Mevcut durum, gelişmekte olan ekonomilerin tepkisini topluyor. Çünkü daha az oy gücü, bu kurumlarda biriken fonların nereye gideceği konusunda karar verilirken daha az söz hakkı demek. Gelişmekte olan ülkeler, Batılı güçler tarafından kendilerine dayatılan haksızlıklardan rahatsız. Ama başta ABD olmak üzere Batılı ülkeler, eleştirileri kabul etmek istemiyor.
Nitekim, ABD Kongresi 2010 yılında Çin gibi ülkelere daha fazla söz hakkı verilmesi gerektiğini kabul ettiği halde IMF reform paketinin onaylanması sürekli ertelendi, statükodan en çok yararlanan Batı Avrupa ülkelerini koruyan bir politika yürütüldü.
"Gelişmekte olanların haklarını da kazanır"
Çin Dünya Ekonomileri Derneği eski Başkanı Yu Yongding ile Uluslararası Yenilik Yönetim Merkezi Küresel Ekonomi Programı Müdürü Domenico Lombardi, ortak imzayla yayınladıkları yazıda şöyle diyorlar: "Eğer Çin, G20 liderliğini bu durumu değiştirmek için aktif bir biçimde kullanabilirse, IMF üzerinde kendi yetki hakkını kazanmakla kalmaz, ABD (ve Avrupa) tarafından hayal kırıklığına uğratılan diğer gelişmekte olan ekonomilerin haklarını da kazanmalarını sağlar."
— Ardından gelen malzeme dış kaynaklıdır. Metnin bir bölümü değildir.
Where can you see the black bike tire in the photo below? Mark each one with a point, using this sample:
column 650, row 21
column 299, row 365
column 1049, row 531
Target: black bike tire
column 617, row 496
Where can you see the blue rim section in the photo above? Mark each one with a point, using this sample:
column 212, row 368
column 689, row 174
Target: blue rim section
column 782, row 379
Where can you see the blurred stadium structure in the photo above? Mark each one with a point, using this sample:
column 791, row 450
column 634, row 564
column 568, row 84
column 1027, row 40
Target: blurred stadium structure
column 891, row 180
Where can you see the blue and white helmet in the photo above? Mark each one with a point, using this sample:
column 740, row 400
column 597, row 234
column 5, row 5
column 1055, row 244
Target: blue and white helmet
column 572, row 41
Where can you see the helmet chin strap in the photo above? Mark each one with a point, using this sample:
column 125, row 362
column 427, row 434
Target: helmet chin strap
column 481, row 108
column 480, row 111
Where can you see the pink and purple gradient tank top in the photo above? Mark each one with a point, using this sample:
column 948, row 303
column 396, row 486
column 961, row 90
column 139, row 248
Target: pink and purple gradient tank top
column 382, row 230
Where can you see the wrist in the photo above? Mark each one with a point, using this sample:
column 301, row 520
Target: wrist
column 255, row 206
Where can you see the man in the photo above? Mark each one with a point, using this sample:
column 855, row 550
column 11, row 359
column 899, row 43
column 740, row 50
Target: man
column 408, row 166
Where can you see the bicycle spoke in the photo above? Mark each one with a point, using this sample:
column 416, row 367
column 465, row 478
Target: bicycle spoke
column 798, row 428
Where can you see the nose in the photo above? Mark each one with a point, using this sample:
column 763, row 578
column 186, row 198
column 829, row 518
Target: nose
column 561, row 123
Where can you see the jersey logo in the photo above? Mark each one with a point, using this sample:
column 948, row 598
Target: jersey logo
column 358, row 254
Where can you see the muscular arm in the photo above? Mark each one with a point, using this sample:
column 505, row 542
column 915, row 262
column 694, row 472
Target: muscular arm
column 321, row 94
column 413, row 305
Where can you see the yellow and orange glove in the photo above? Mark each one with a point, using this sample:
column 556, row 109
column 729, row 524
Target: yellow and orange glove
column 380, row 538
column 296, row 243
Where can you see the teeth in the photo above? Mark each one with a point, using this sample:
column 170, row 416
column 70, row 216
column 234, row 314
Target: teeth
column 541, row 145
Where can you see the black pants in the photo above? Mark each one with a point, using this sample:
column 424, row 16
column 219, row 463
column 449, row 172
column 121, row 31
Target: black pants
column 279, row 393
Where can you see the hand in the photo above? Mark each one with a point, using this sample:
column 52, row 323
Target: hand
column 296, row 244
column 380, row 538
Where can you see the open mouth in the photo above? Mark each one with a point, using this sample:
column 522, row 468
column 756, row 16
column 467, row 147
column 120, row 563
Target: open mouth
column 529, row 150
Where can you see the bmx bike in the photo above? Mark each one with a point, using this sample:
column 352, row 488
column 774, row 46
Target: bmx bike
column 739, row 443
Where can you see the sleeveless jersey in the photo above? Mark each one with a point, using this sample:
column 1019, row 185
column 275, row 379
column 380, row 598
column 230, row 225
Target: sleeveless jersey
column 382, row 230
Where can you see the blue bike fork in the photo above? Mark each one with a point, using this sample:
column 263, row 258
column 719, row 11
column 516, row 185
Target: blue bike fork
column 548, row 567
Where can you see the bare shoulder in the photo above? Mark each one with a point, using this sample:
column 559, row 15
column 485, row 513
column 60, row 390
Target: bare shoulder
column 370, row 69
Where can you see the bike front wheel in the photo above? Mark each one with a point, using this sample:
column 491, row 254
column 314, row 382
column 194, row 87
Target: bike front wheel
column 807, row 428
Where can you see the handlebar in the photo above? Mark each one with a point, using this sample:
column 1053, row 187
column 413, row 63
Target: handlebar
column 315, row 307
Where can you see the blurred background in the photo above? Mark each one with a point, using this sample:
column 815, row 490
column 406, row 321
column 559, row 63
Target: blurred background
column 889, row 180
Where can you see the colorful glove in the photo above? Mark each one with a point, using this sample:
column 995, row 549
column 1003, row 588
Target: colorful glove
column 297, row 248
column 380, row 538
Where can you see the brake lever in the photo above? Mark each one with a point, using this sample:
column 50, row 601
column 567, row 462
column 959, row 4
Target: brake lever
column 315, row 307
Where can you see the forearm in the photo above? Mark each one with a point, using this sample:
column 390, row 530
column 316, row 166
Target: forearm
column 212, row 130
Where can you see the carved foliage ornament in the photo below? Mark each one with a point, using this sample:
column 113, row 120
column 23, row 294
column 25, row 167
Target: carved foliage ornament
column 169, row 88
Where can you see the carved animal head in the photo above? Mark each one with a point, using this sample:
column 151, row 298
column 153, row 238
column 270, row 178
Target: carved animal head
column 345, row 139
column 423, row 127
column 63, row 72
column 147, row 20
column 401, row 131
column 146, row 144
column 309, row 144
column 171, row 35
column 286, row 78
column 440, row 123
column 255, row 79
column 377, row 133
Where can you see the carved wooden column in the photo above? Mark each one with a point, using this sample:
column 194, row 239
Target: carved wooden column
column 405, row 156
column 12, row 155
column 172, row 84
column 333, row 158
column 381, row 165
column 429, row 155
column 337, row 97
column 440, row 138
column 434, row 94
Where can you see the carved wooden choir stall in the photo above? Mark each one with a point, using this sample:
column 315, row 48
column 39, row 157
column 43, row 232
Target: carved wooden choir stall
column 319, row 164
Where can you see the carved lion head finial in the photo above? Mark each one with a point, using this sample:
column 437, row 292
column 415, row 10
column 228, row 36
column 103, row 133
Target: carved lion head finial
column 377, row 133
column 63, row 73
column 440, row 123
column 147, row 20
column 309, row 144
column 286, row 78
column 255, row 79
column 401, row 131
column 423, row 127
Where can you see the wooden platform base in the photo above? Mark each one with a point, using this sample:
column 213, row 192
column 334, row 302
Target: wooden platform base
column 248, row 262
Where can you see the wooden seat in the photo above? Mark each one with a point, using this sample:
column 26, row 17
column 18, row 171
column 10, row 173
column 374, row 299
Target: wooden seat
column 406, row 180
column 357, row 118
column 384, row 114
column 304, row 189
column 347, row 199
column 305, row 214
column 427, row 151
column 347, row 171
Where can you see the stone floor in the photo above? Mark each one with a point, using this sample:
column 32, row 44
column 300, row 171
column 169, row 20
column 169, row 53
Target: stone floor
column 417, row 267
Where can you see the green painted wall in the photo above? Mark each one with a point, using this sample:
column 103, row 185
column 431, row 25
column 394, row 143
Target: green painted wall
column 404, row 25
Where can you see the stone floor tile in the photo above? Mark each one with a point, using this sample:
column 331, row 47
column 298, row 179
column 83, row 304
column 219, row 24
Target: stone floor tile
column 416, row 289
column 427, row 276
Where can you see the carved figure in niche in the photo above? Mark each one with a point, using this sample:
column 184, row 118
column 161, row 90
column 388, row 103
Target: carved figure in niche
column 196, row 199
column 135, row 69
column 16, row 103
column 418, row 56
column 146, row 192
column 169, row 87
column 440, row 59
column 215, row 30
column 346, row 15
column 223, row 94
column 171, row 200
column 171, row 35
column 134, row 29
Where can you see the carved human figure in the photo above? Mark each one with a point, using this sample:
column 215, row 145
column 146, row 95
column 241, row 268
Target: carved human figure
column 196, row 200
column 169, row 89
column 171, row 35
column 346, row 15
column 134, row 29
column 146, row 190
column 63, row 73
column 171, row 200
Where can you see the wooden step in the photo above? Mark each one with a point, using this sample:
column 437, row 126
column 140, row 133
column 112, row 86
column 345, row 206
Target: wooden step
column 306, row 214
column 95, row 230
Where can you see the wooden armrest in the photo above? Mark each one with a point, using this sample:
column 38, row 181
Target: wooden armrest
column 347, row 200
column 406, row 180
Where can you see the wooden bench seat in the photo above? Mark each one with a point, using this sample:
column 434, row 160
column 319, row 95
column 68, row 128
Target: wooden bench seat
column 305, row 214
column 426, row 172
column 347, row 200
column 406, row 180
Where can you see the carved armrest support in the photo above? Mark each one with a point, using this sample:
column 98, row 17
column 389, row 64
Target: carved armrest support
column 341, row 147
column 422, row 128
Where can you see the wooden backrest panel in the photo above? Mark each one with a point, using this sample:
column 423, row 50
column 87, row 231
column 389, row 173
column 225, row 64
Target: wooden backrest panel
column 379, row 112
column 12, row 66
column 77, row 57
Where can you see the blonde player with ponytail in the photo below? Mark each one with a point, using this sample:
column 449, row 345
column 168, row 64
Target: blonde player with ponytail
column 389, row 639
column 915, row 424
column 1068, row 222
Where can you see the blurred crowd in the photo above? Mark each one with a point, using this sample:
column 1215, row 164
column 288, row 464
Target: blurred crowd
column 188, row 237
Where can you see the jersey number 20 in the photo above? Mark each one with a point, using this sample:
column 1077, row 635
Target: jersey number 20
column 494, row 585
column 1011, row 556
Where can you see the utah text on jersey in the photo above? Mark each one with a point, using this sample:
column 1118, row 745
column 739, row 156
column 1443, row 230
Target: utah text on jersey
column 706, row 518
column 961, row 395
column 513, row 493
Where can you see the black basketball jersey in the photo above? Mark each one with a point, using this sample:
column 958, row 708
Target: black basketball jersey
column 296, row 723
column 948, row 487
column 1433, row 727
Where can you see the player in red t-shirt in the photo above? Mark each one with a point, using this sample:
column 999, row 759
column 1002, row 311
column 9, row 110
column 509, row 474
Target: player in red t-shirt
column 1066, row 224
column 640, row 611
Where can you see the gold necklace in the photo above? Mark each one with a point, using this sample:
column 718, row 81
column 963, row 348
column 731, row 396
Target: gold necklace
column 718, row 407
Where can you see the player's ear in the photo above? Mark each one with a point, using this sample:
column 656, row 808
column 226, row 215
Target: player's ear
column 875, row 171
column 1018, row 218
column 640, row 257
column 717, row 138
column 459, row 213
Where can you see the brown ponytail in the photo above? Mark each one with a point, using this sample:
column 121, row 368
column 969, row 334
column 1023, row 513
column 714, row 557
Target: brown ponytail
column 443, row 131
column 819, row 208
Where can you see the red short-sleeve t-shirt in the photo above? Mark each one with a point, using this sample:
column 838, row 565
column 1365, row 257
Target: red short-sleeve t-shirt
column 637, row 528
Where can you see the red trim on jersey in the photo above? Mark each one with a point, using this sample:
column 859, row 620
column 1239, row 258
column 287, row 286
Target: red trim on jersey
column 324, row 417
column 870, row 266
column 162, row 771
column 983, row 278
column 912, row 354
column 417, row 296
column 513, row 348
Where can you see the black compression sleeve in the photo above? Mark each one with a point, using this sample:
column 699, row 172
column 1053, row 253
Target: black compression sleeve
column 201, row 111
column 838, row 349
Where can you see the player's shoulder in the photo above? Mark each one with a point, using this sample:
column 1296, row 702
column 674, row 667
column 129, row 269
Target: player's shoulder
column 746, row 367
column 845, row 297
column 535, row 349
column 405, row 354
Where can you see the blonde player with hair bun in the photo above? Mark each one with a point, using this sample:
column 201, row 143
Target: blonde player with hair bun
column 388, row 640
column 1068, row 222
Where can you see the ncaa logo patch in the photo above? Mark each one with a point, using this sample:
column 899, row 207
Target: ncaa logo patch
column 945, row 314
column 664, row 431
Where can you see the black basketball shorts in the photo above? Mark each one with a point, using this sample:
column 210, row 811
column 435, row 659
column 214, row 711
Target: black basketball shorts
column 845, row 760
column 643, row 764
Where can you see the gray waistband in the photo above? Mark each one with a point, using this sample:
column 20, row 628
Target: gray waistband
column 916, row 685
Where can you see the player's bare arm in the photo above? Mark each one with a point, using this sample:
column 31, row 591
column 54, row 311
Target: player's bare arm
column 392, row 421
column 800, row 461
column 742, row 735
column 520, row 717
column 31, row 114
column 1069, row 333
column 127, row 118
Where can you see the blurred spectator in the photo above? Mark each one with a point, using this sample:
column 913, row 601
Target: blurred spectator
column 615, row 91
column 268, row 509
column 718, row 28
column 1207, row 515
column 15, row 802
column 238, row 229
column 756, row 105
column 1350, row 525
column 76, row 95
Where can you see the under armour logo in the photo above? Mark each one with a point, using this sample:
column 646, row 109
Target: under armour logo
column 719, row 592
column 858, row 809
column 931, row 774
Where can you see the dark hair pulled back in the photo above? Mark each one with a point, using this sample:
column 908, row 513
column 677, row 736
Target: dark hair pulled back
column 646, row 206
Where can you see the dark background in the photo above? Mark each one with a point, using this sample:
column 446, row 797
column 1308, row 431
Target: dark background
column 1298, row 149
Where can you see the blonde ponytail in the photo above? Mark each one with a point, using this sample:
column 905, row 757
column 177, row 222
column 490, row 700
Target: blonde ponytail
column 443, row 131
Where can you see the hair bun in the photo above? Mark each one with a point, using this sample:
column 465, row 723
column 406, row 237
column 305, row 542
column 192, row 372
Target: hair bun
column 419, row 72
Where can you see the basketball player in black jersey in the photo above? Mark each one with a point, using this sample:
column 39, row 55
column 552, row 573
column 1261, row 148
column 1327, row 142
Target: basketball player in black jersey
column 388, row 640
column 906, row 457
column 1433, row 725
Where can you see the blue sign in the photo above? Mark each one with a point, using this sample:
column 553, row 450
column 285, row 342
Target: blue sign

Çin açısından bir başka konu, ABD ve Avrupa'nın hakim olduğu başka bir etki alanında liderlik rolünü üstlenmesidir: Küresel finans sisteminin. Yine Yu ve Lombardini'nin yazısından aktaralım: "Çin, sık sık eleştirdiği, ABD dolarının baskın rolünü, küresel finans sisteminde yarattığı dengesizliği ve dünyanın tek uluslararası rezervi olarak kabul edilen, IMF'nin Özel Çekme Hakları (SDR) üzerindeki rolünü, G20 başkanlığı döneminde çözebilir."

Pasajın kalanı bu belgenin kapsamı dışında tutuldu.